Black holes are known to have many strange properties, such as that they allow nothing—not even light—to escape after falling in. A lesser known but equally bizarre property is that black holes appear to "know" what happens in the future in order to form in the first place. However, this strange property arises from the way in which black holes are defined, which has motivated some physicists to explore alternative definitions.

In a new paper published in Physical Review Letters, Raphael Bousso, a professor at the University of California, Berkeley, and Lawrence Berkeley National Laboratory, and Netta Engelhardt, a graduate student at the University of California, Santa Barbara, have reported a new area law in general relativity that is based on an interpretation of black holes as curved geometric objects called "holographic screens."

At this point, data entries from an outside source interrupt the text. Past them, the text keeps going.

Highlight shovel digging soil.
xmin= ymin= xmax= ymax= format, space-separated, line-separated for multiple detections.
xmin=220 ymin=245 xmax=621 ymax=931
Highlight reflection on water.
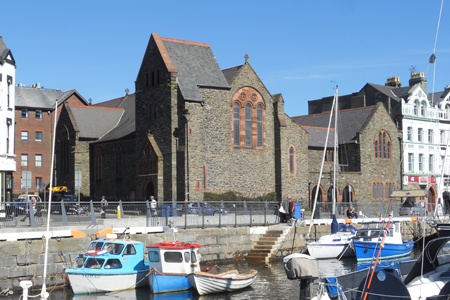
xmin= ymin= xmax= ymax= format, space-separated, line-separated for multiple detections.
xmin=4 ymin=249 xmax=423 ymax=300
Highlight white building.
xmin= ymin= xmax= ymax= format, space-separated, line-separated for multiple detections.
xmin=398 ymin=73 xmax=450 ymax=203
xmin=0 ymin=37 xmax=16 ymax=205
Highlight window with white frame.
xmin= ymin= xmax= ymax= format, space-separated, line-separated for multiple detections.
xmin=429 ymin=129 xmax=434 ymax=143
xmin=21 ymin=131 xmax=28 ymax=141
xmin=418 ymin=128 xmax=423 ymax=142
xmin=419 ymin=154 xmax=424 ymax=172
xmin=429 ymin=154 xmax=434 ymax=173
xmin=408 ymin=153 xmax=414 ymax=172
xmin=407 ymin=127 xmax=412 ymax=141
xmin=414 ymin=101 xmax=419 ymax=115
xmin=441 ymin=130 xmax=445 ymax=144
xmin=21 ymin=154 xmax=28 ymax=166
xmin=35 ymin=154 xmax=42 ymax=167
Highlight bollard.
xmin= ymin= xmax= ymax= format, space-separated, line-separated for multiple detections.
xmin=117 ymin=205 xmax=121 ymax=219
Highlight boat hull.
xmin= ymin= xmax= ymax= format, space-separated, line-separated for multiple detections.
xmin=307 ymin=242 xmax=354 ymax=259
xmin=67 ymin=270 xmax=148 ymax=294
xmin=149 ymin=272 xmax=192 ymax=294
xmin=353 ymin=240 xmax=413 ymax=261
xmin=187 ymin=270 xmax=258 ymax=295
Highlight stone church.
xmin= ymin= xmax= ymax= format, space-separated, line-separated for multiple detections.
xmin=56 ymin=33 xmax=309 ymax=202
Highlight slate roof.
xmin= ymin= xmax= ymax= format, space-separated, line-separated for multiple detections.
xmin=69 ymin=105 xmax=124 ymax=139
xmin=365 ymin=83 xmax=403 ymax=101
xmin=91 ymin=94 xmax=136 ymax=142
xmin=222 ymin=66 xmax=242 ymax=85
xmin=300 ymin=126 xmax=335 ymax=148
xmin=161 ymin=37 xmax=230 ymax=102
xmin=0 ymin=37 xmax=8 ymax=59
xmin=15 ymin=86 xmax=88 ymax=109
xmin=292 ymin=105 xmax=377 ymax=146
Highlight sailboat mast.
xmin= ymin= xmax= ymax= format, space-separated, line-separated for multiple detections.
xmin=333 ymin=86 xmax=338 ymax=216
xmin=308 ymin=87 xmax=339 ymax=234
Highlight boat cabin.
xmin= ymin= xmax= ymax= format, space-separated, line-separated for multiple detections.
xmin=72 ymin=234 xmax=146 ymax=271
xmin=355 ymin=222 xmax=402 ymax=244
xmin=146 ymin=241 xmax=201 ymax=275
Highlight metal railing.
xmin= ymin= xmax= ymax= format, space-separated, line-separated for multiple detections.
xmin=1 ymin=199 xmax=446 ymax=229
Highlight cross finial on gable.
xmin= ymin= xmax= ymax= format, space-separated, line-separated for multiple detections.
xmin=245 ymin=54 xmax=249 ymax=64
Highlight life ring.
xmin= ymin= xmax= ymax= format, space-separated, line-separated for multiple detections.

"The so-called teleology of the black hole is an artifact of the way in which physicists define an event horizon: the event horizon is defined with respect to infinite future elapsed time, so by definition it 'knows' about the entire fate of the universe," Engelhardt told Phys.org. "In general relativity, the black hole event horizon cannot be observed by any physical observer in finite time, and there isn't a sense in which the black hole as an entity knows about future infinity. It is simply a convenient way of describing black holes."

As Engelhardt explained, one reason why holographic screens are so interesting is that they are defined in a way which depends on more local properties and does not require information about future infinity.

"This is one property that makes objects like holographic screens so appealing: they do not suffer from such bizarre properties in the way in which they are defined," she said.